The biggest obstacles to backyard chickens, Foreman said, are misconceptions. Chickens don’t cause bad odors, she said, as long as they aren’t confined in a tiny space, and the noise produced by hens is akin to the decibel level of human conversation except for the occasional squawk when an egg is coming out.
Foreman and Dearden said disease isn’t a major issue, as some critics think, although the federal Centers for Disease Control and Prevention in 2012 reported eight outbreaks of salmonella from live poultry, resulting in more than 450 illnesses (but no deaths), the largest outbreak of human salmonella linked to backyard flocks in a single year. A CDC spokeswoman said the increase can be attributed to an increase in human contact with live poultry. Suggested preventive measures include washing hands thoroughly and not allowing live poultry inside homes or in areas where food is prepared or served.
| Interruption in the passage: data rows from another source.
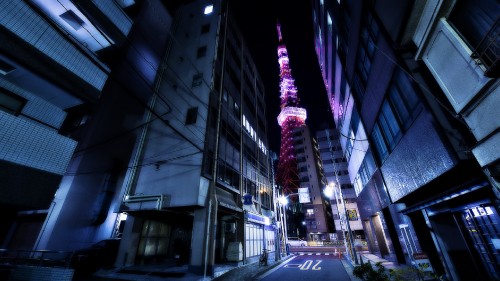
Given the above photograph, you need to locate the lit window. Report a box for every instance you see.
[186,107,198,125]
[203,4,214,15]
[191,73,203,88]
[196,46,207,58]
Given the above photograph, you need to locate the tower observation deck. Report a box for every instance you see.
[276,24,307,194]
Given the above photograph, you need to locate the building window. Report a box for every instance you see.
[371,70,420,162]
[0,59,16,75]
[0,88,27,116]
[354,13,379,101]
[203,4,214,15]
[196,46,207,58]
[191,73,203,88]
[201,23,210,34]
[186,107,198,125]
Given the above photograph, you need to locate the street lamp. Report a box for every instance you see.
[278,193,300,253]
[323,183,358,264]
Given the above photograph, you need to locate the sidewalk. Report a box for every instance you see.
[87,252,394,281]
[88,255,293,281]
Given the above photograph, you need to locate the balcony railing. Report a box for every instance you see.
[0,249,73,267]
[471,18,500,78]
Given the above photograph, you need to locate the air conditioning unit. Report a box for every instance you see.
[224,222,236,233]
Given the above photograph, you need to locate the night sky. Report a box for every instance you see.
[230,0,331,153]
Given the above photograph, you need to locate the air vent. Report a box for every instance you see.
[59,10,84,30]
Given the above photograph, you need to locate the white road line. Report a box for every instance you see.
[254,257,295,281]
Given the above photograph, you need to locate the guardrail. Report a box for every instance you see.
[0,249,73,267]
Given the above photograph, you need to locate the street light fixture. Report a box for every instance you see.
[323,183,358,264]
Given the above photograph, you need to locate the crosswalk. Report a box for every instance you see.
[292,252,339,256]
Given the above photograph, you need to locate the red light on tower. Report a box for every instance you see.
[276,23,307,194]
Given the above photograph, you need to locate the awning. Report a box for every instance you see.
[400,182,488,215]
[215,187,243,212]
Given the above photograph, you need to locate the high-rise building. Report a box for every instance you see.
[313,0,500,280]
[316,128,365,240]
[276,24,333,241]
[114,1,276,274]
[0,1,160,250]
[0,0,276,275]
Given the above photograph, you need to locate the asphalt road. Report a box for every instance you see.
[258,254,351,281]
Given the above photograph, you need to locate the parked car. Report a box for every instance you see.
[71,238,120,275]
[287,237,307,247]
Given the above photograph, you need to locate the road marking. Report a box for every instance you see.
[255,257,295,281]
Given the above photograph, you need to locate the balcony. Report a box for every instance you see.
[471,18,500,78]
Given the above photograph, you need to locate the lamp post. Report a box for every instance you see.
[278,194,292,255]
[324,183,358,264]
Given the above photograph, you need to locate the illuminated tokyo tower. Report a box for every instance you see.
[276,24,307,194]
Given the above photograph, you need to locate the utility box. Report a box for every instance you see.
[226,242,243,261]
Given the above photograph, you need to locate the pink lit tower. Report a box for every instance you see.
[276,24,307,197]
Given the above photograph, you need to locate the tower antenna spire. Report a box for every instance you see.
[276,21,283,43]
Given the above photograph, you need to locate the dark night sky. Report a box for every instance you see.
[230,0,330,153]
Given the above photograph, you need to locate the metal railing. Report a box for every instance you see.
[0,249,73,267]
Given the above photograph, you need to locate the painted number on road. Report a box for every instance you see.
[300,260,321,270]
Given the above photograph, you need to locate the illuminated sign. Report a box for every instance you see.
[278,106,307,127]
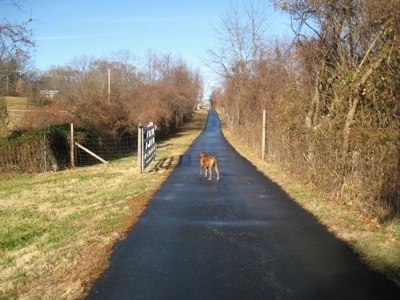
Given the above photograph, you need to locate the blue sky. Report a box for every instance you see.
[0,0,290,89]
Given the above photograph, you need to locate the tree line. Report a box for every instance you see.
[209,0,400,221]
[0,0,400,221]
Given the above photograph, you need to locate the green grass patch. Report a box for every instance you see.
[222,113,400,286]
[0,111,207,299]
[6,96,27,110]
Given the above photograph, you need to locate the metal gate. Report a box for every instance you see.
[138,122,157,173]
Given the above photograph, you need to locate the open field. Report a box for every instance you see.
[6,96,27,110]
[0,111,207,299]
[0,111,400,299]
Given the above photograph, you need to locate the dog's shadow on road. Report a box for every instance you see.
[149,155,192,172]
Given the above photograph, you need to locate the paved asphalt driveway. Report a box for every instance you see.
[88,111,400,299]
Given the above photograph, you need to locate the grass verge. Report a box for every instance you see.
[0,111,207,299]
[220,116,400,286]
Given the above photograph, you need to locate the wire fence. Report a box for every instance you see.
[0,135,138,173]
[74,136,138,167]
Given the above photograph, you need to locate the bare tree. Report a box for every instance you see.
[0,1,35,93]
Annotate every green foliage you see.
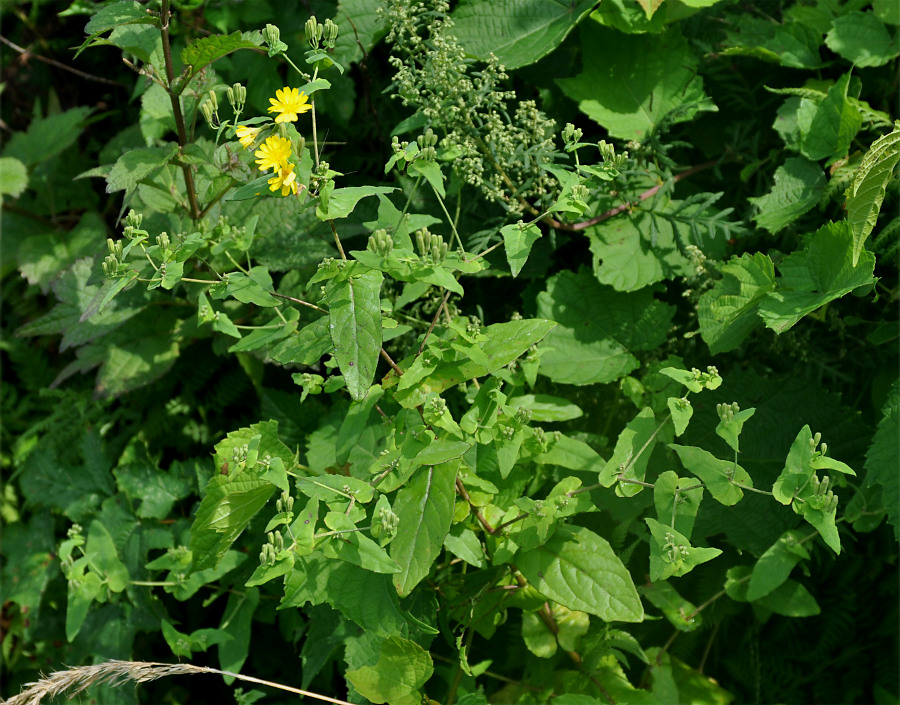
[0,0,900,705]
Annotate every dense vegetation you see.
[0,0,900,705]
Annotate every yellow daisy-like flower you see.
[269,86,312,122]
[253,135,291,172]
[234,125,260,149]
[269,162,297,196]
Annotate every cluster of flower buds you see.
[304,15,338,49]
[562,122,584,148]
[262,24,287,58]
[200,90,219,130]
[366,228,394,257]
[416,228,450,264]
[716,401,741,423]
[416,127,437,162]
[275,491,294,514]
[370,507,400,539]
[225,83,247,115]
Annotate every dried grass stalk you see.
[2,661,350,705]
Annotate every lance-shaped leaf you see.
[516,526,644,622]
[391,459,459,597]
[847,123,900,267]
[328,271,384,401]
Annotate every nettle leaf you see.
[177,31,263,87]
[537,268,675,385]
[669,443,753,507]
[759,221,875,333]
[644,517,722,580]
[797,73,862,164]
[586,212,690,291]
[747,529,810,602]
[557,21,717,141]
[500,223,541,277]
[106,142,178,193]
[847,125,900,266]
[452,0,595,69]
[697,252,775,355]
[516,525,644,622]
[328,271,384,401]
[825,11,900,68]
[390,459,460,597]
[345,636,434,705]
[866,381,900,540]
[747,157,827,233]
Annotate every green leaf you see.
[391,459,459,597]
[557,21,716,141]
[3,107,93,167]
[745,157,826,232]
[797,73,862,164]
[644,517,722,581]
[0,157,28,198]
[537,268,674,385]
[599,407,658,497]
[759,221,875,333]
[328,271,384,401]
[865,381,900,540]
[825,11,900,68]
[747,529,809,602]
[516,525,644,622]
[669,443,753,507]
[847,121,900,267]
[585,211,690,291]
[452,0,595,69]
[269,316,334,365]
[345,636,434,705]
[106,142,178,193]
[500,223,541,277]
[175,32,263,87]
[316,186,397,220]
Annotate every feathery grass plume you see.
[2,660,350,705]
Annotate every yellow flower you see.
[269,162,297,196]
[234,125,259,149]
[253,135,291,171]
[269,86,312,122]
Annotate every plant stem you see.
[159,0,200,220]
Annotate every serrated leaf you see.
[537,268,674,385]
[747,157,827,233]
[328,271,384,401]
[847,122,900,266]
[759,220,875,333]
[178,32,263,86]
[516,525,644,622]
[669,443,753,507]
[316,186,397,220]
[346,636,434,705]
[500,223,541,277]
[747,529,809,602]
[557,21,716,141]
[697,252,775,355]
[452,0,595,69]
[825,11,900,68]
[106,142,178,193]
[391,459,460,597]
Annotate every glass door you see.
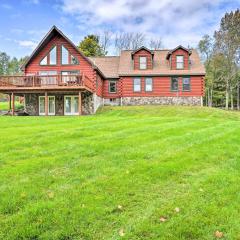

Avian influenza also is a concern, though the U.S. Department of Agriculture said the primary risk for backyard poultry owners is exposure to wild birds.
Dearden said chickens teach “valuable lessons about companionship and the pecking order of life and watching out for each other.” She recalled the “back-to-the-land movement” of the early 20th century when residents were encouraged to grow food on a small-scale basis, and Foreman pointed out a 1918 poster encouraging backyard chickens, saying, “Even the smallest back yard has room for a flock large enough to supply the house with eggs.”
“I think we need to go back in time to move forward,” Dearden said, although Foreman acknowledges the challenge in that. “We’ve got three or four generations that have no idea how to handle anything other than dogs and cats,” she said.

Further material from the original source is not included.